Ingredients
Method
- Preheat your oven to 325°F (163°C). Mix graham cracker crumbs, melted butter, sugar, and salt until the mixture resembles wet sand. Press firmly into the bottom and 1 inch up the sides of a 9-inch springform pan. Bake for 10 minutes, then let cool completely.
- Beat the room-temperature cream cheese on medium speed for 3 full minutes until completely smooth. Add sugar and beat for another 2 minutes. Mix in sour cream, vanilla, and flour. Add eggs one at a time, beating on LOW speed after each addition just until combined.
- Pour filling over the cooled crust. Place the cheesecake on the center rack. Put a pan of hot water on the bottom rack beneath the cake to create gentle steam. Bake at 325°F for 55–65 minutes until the edges are set but the center still has a slight jiggle.

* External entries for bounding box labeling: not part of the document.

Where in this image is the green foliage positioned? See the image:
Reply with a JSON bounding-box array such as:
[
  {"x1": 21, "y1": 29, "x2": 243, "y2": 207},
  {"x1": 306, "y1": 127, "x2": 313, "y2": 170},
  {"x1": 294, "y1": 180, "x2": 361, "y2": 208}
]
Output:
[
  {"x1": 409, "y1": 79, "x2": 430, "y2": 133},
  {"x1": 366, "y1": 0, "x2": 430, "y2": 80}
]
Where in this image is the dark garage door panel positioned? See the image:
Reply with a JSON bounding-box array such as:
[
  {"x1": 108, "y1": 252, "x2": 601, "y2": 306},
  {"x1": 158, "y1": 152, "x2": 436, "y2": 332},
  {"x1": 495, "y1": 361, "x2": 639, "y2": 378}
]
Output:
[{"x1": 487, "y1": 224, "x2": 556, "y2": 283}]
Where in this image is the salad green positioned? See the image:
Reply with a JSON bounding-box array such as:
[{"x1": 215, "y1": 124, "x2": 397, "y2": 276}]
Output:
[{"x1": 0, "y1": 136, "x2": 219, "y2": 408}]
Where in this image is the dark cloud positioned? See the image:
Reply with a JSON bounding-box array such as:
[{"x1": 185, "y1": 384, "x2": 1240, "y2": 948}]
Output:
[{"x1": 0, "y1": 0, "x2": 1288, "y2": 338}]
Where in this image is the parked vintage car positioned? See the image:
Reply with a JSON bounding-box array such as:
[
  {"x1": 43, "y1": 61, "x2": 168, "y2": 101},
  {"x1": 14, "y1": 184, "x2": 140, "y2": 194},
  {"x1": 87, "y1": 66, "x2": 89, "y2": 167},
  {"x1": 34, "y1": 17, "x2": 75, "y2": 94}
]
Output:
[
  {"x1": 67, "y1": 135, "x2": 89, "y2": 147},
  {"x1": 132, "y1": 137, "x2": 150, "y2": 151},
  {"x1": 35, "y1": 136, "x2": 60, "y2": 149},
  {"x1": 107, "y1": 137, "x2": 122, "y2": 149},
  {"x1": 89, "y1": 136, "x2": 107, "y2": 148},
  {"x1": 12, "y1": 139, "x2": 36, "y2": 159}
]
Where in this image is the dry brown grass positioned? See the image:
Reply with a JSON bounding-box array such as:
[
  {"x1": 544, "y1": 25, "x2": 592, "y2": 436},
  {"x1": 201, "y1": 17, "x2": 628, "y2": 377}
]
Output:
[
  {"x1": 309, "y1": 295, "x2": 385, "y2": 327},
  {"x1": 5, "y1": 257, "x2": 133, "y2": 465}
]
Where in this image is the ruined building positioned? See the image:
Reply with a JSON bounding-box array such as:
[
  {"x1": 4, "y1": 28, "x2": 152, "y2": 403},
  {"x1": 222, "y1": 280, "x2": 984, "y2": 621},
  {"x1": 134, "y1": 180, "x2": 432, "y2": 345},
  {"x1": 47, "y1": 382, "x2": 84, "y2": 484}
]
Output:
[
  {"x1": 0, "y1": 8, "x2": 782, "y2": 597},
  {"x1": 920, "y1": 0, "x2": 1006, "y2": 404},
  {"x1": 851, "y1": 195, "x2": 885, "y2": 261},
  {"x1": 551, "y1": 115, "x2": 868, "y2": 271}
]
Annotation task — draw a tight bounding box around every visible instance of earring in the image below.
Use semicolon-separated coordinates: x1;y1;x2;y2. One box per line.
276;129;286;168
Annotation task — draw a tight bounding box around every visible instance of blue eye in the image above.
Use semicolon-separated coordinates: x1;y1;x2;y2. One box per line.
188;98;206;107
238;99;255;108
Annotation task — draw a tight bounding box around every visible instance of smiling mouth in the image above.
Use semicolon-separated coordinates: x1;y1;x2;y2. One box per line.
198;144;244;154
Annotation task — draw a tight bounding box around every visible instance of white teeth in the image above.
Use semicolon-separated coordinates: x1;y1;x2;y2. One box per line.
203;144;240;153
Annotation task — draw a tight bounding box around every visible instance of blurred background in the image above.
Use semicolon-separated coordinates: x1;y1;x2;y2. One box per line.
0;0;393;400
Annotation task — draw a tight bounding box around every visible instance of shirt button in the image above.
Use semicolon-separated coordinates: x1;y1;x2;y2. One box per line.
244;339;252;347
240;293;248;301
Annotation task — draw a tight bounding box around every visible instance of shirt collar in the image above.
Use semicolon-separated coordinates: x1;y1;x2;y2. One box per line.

- Turn the oven OFF. Leave the cheesecake inside with the door cracked open for 1 hour. Move to the counter for another hour. Refrigerate for a minimum of 6 hours, ideally overnight.
- Combine strawberries, sugar, and lemon juice in a saucepan over medium heat. Cook for 5 minutes until strawberries soften. Add the cornstarch mixture and stir for 1–2 minutes until thickened and glossy. Let cool completely before spooning over the chilled cheesecake.
Notes
Use the bottom of a flat measuring cup to press the crust evenly. Always use full-fat cream cheese at room temperature to avoid lumps. When slicing, use a hot, clean knife (run it under hot water and dry it between cuts) for perfect slices every time.